Con gli anni Dieci il clima politico italiano andò mutando rapidamente. Evento fondamentale in tal senso fu la guerra italo-turca di Libia (1911-1912), voluta dallo stesso Giolitti, che ebbe pesanti ripercussioni anche a livello internazionale: il declino dell’Impero Turco, a seguito della sconfitta subita dall’Italia, finì infatti per destabilizzare anche l’area balcanica, dove si venivano scontrando l’Impero austro-ungarico (alleato nella Triplice alleanza con Germania ed Italia) e la Serbia, che aveva nell’Impero Russo il suo alleato e protettore. La Russia zarista da canto suo era alleata con Francia e Gran Bretagna nella Triplice intesa.
In Italia l’avventura libica finì per porre termine all’equilibrio politico e sociale che aveva caratterizzato l’età giolittiana, dando avvio ad un processo di radicalizzazione di posizioni politiche contrapposte. Iniziò ad emergere allora la fragilità della democrazia italiana, l’esiguità delle forze che si battevano per un allargamento del sistema democratico e di contro il crescente peso politico e culturale di coloro che invece, partendo proprio dai limiti della democrazia reale, finivano per esaltare il ruolo delle élite politiche.
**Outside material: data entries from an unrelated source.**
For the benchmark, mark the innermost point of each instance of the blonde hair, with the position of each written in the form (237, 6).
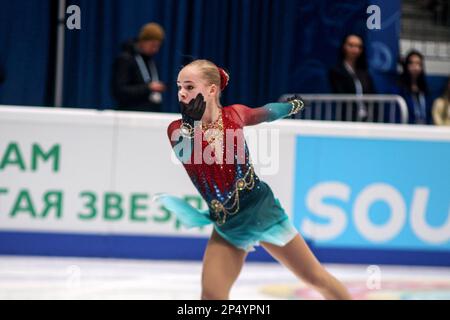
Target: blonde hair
(151, 31)
(210, 72)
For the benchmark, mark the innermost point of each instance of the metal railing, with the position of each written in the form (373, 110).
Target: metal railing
(366, 108)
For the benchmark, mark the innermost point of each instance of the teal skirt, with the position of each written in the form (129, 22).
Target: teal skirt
(260, 219)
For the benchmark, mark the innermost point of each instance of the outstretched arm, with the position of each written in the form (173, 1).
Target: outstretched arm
(269, 112)
(182, 144)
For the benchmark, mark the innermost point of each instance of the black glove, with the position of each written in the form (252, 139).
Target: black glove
(194, 109)
(294, 97)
In particolare a destra prese corpo sempre più una retorica nazionalista portata avanti da un agguerrito movimento uscito rafforzato dalla vittoriosa impresa libica. Questo movimento nazionalista, comunque ristretto ad una esigua ma influente minoranza, esaltava l’imperialismo coloniale italiano e pretendeva per l’Italia un ruolo più rilavante nel contesto politico del continente europeo, facendo leva anche sulle frustrazioni di una parte dell’opinione pubblica, che non aveva dimenticato la sconfitta di Adua e desiderava un avvenire coloniale anche per l’Italia.
A sinistra nel movimento socialista il peso politico delle correnti rivoluzionarie (definite massimaliste), all’interno delle quali l’astro nascente era Benito Mussolini, crebbe a scapito delle correnti riformiste. Un punto di svolta fu il Congresso di Reggio Emilia del luglio 1912, che vide l’espulsione dal partito della corrente di destra del riformismo, guidata da Leonida Bissolati ed Ivanoe Bonomi, e l’acquisizione, a discapito dei riformisti di sinistra di Turati e Claudio Treves, del controllo sia del partito, di cui divenne segretario il massimalista Costantino Lazzari, sia del giornale del partito, l’«Avanti!», di cui proprio Mussolini assunse la direzione, succedendo a Treves.
Particolarmente carico di tensioni politiche e sociali fu il 1914, che vide una lunga sequenza di scioperi e manifestazioni, che culminarono nella “Settimana rossa” (7-14 giugno 1914), un movimento con caratteri d’insurrezione, che, pur esteso a varie regioni italiane, ebbe il proprio epicentro in Romagna e nelle Marche.